ここではハル・ブレイン氏やジョー・オズボーン氏に続き、ジム・ゴードン氏を心より敬愛するミュージシャン達と、彼のベストプレイを挙げてその偉業を振り返り、いつの日か適うと信じて氏の復帰を心から願いたい。
また今回からサブスクリプションに登録された全楽曲をプレイリスト化し、試聴出来るようにしたので興味を持った方は是非フルレングスで聴きながら読んで頂きたい。
【ジム・ゴードンのベストプレイ5】
●曲目 / ミュージシャン名
(収録アルバムまたはシングル / リリース年度)
◎選出曲についてのコメント
【角谷博栄(ウワノソラ)】
今回はファースト・アルバム『ウワノソラ』やウワノソラ'67の『Portrait in Rock'n'Roll』に参加しているドラマーのナルハシタイチ君に一部選曲してもらいました。
https://uwanosora-official.themedia.jp/
●What Is Life / George Harrison
(7”『What Is Life』/ 71年)
◎Phillip Spectorのプロデュース。George Harrisonの大好きなアルバム『All Things Must Pass』にも収録。もう本当にかっこいいです。
こんなドラムの音、令和では聴けないのかなぁ。(角谷)
●Why Does Love Got To Be So Sad? / Derek & The Dominos
(『Derek & The Dominos – In Concert』 / 73年)
◎スタジオワークでのタイトさとは一線を画す、ライヴならではのパッション全開の一曲。 バンドの熱気と共にインプロで展開される約9分半の中、異様な執着を感じる程に叩きまくっているライドシンバルが癖になります。個人的に彼といえばこの曲。
オリジナル音源よりも断然ライヴです。(ナルハシ)
●Apache / Michael Viner's Incredible Bongo Band
(『Bongo Rock』/ 73)
◎レアグルーブでも有名な架空で作られたこのバンドでもゴードンがプレイしています。 パンクさもあってかっこいいです。(角谷)
●Apostrophe’ / Frank Zappa
(『Apostrophe’』/ 74年)
◎60’~70’のセッションマンの中でも、ゴリっとしたサウンドと肉厚なグルーヴが彼の持ち味(だと思っています)ですが、その真骨頂とも言えるプレイに満ちた一曲。小気味良いシンバルワーク、それでいて重厚なドラムサウンドが◎。ひたすらヘヴィに畳み掛けていくプレイがカッコいいです。(ナルハシ)

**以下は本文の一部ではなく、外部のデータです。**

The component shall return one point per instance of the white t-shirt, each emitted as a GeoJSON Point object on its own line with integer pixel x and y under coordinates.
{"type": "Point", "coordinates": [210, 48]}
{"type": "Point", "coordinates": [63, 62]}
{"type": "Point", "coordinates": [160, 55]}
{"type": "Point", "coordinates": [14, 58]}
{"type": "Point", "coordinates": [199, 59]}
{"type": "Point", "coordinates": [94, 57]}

●Parker's Band / Steely Dan
(『Pretzel Logic』 / 74年)
◎ポーカロとゴードンのツインドラム。最高な組み合わせ。ツインドラムだけでも高揚してしまいますが、曲もカッコイイ!(角谷)
What Is Life / George Harrison
【西浦謙助(集団行動 / mezcolanza etc)】
集団行動HP https://www.syudan.com/
ツイッターアカウント @tikanakangana
●I Don't Want to Discuss It / Delaney & Bonnie & Friends
(『On Tour With Eric Clapton』/1970年)
後のデレク・アンド・ザ・ドミノスメンバーが全員参加のこの曲(というかこのアルバム)、ジムのドラムがパワフルでキレッキレです。
演奏陣を牽引しています。
● Power To The People / John Lennon
(7”『Power To The People』/1971年)
◎曲構成が超シンプルだからこそパワフルなドラムが光ります。「Power To The People」と歌っていない箇所のバスドラムのベタ打ちが、メッセージ性の強いこの曲の推進力を強調していてすんばらしいです。
●Charlie Freak / Steely Dan
(『Pretzel Logic』/1974年)
◎物憂げなピアノが印象的ですが、同じメロディのループなのに全く退屈しないのはジムの力強いシャッフルとセクションごとのスネアのゴーストの変化が効いているなと。シンプルですがえらい難しいと思います。
● Fallin' In Love / The Souther-Hillman-Furay Band
(『The Souther-Hillman-Furay Band』/1974年)
ウエストコーストの才能が集まったスーパーグループ。爽やかでポップなこの曲ではタムを絡めた多めの手数のジムのドラムが堪能できます。
●Rich Girl / Daryl Hall & John Oates
(『Bigger Than Both of Us』/1976年)
◎この曲大好きなのですが、ジムが叩いていたとはつゆ知らず。改めて聴くと付点のバスドラムの位置が本当絶妙でして、粘っこいドラミング内ですごく良いアクセントになっています。
Fallin' In Love / The Souther-Hillman-Furay Band
【平田 徳(shinowa)】
http://www.shinowaweb.com
●Smell Of Incense / The West Coast Pop Art Experimental Band
(『Volume 2』 / 67年)
◎サイケ好きにはよく知られる米西海岸の有名バンドで、後にプロデューサー諸々で大成功するマイケル・ロイドが在籍。Reprise からの67年のアルバム ”Volume 2” にゴードンが参加しており、サイケクラシックとして名高い ”Smell Of Incense”は Jim Gordon のプレイと思われます。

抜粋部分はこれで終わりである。